(01-17-2015, 06:28 PM)Sastra Wrote: It (and some light social awkwardness) prevents me from signing up to gyms and such, one thing is that it's good to do something for myself, but it really kills me a bit when no one else has any sort of belief that I'll be able to stick to attending it.
I think the trick here is to find something that you really *like*, so that you're not "sigh, going to work out now", you're just doing the things you like.

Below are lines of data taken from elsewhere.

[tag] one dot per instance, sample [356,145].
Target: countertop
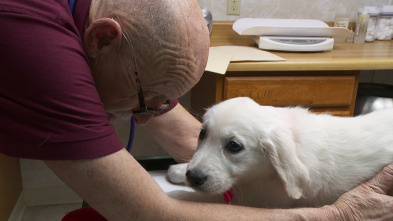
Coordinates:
[377,55]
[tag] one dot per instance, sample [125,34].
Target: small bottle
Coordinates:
[341,19]
[352,26]
[361,27]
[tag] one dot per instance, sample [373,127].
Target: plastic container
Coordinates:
[384,29]
[374,13]
[361,27]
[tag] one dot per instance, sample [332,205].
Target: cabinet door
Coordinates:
[10,185]
[335,94]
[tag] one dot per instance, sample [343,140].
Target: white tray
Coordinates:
[287,27]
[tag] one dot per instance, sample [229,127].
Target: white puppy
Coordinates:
[283,157]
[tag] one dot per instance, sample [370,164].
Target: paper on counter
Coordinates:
[221,56]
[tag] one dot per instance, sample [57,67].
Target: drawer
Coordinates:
[310,91]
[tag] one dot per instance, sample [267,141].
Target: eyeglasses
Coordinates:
[143,109]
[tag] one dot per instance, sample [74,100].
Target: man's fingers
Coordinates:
[383,181]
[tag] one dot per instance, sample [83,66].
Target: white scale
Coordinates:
[302,35]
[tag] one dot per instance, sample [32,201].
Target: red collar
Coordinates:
[228,196]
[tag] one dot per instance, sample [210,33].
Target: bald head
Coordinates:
[170,41]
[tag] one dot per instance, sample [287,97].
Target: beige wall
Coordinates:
[305,9]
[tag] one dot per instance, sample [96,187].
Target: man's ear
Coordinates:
[101,36]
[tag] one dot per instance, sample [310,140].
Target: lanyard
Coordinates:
[71,4]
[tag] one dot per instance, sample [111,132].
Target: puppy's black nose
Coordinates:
[196,177]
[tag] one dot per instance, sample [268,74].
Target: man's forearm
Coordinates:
[177,132]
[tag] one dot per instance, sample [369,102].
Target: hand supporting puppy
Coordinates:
[368,201]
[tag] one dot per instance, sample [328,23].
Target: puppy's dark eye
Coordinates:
[234,147]
[202,134]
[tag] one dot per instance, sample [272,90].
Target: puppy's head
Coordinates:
[241,141]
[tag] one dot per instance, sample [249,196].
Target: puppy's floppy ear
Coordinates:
[101,36]
[282,153]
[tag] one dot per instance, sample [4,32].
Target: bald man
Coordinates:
[65,69]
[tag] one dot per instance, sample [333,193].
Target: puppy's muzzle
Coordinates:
[196,177]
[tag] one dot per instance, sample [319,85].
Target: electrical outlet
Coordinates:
[233,7]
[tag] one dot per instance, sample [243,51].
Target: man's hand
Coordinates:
[368,201]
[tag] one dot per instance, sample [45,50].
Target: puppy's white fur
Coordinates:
[291,157]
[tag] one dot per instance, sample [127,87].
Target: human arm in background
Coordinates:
[120,189]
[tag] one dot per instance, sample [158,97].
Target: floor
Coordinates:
[49,212]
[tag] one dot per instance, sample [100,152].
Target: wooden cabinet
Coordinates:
[10,185]
[321,91]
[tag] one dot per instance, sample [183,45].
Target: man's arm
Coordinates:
[120,189]
[176,132]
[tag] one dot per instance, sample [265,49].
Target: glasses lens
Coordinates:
[163,108]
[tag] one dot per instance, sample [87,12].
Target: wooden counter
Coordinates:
[377,55]
[321,81]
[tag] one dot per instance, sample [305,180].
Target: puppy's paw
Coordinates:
[177,173]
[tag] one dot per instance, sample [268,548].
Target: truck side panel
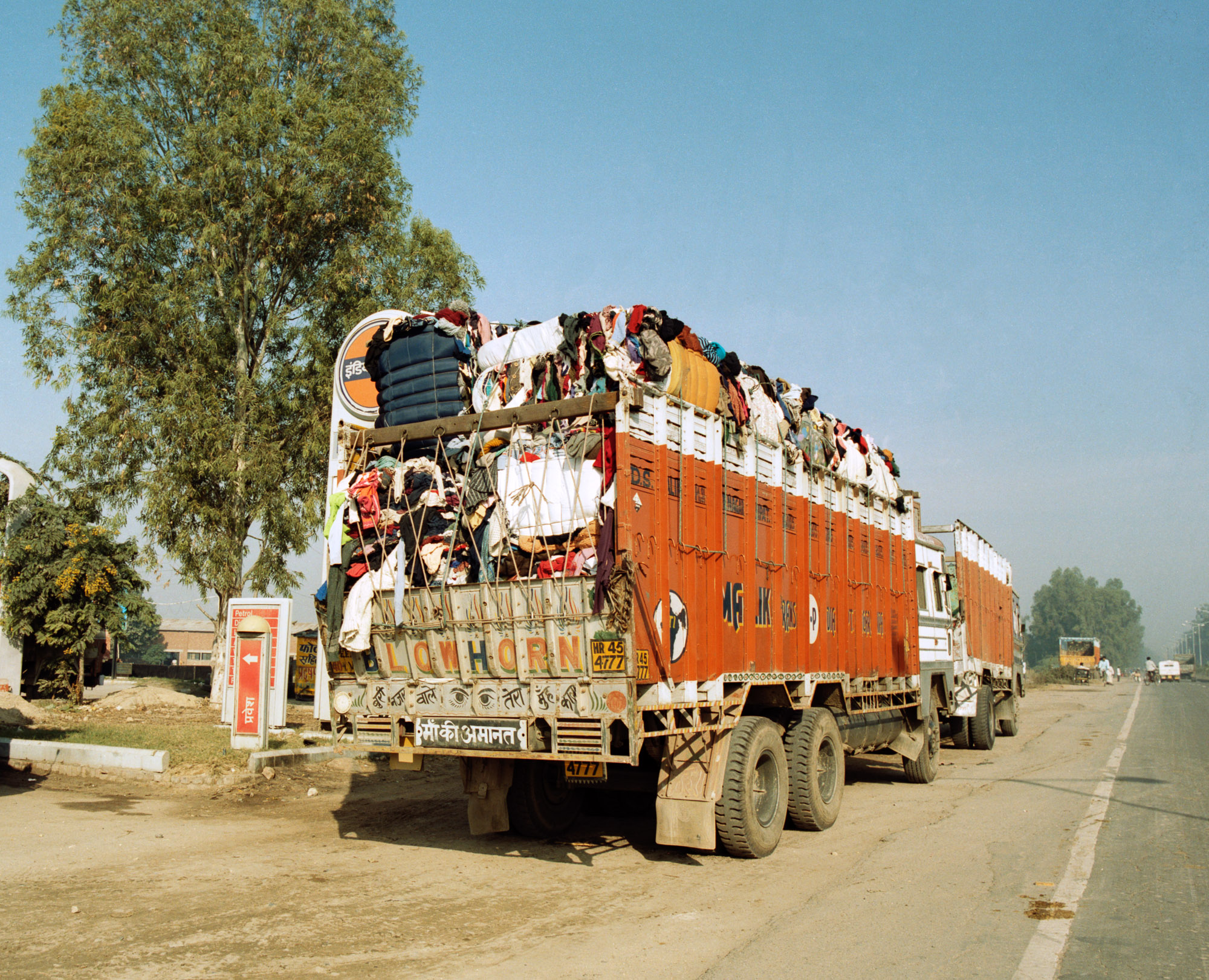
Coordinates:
[737,550]
[985,583]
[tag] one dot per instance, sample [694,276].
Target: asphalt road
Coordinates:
[375,875]
[1147,908]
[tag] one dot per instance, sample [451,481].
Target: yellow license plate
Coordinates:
[585,773]
[609,657]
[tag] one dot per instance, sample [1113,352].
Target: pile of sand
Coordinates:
[16,710]
[135,699]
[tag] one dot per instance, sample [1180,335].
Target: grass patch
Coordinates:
[189,745]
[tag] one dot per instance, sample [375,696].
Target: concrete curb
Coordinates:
[96,757]
[304,757]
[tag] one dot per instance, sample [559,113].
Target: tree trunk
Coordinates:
[218,653]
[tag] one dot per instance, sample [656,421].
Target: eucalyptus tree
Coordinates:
[216,199]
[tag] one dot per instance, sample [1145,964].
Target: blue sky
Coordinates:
[980,231]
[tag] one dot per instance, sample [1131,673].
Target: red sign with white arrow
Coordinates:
[250,693]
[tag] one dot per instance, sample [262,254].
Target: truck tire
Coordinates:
[750,813]
[817,770]
[924,768]
[1010,727]
[961,730]
[540,802]
[982,726]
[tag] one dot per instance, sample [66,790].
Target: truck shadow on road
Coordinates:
[14,781]
[1117,801]
[429,810]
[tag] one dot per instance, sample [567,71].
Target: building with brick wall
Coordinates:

I love bicycling, for instance, so that's a part of my exercise regimen. I also love rowing crew (which was a surprise for me when I discovered this), so I added that. I'm not ultra-serious about either (I'm a fair weather bicycle commuter, I do some recreational rowing, too), but they form the foundation of how I exercise. Both bicycling and rowing are seriously aerobic, and and aerobic fitness is one of those things that's pretty painful (metaphorically and literally) to develop, so I tend to keep up with them during the off-season, simply to spare myself the misery when it warms up of getting back into them.
Since both bicycling and rowing benefit from strength training, too, I do a three-times-a-week workout involving weights. It's not terribly complex - four exercises that take about 20 minutes total to do, plus a fifth that I have to do to compensate for a motorcycling injury.
The result of all this is an exercise program that keeps me reasonably fit and doesn't really take willpower. The only gym stuff I do are the weights (which I could do at home, if I really cared about it) and rowing on an erg. And the erg is fun (I'm a masochist), because it's rowing!
A little postscript about rowing, by the way, though it applies to a lot of team sports: The club I row for, like most rowing clubs, has a learn to row program. It was a 6 week commitment, and they taught me everything I needed to get started. Everyone else in the class was just as new as me, so we were all in the same boat. Rowing is certainly a team sport, in that you're in a boat with a bunch of other folks and you're all working together to make it go, so everyone encouraged each other. It made it a really nice, positive experience. Instead of feeling crappy about my poor rowing skills and my poor rowing fitness while holding up a bunch of experienced rowers, I was with people who were (literally!) in the same boat as me.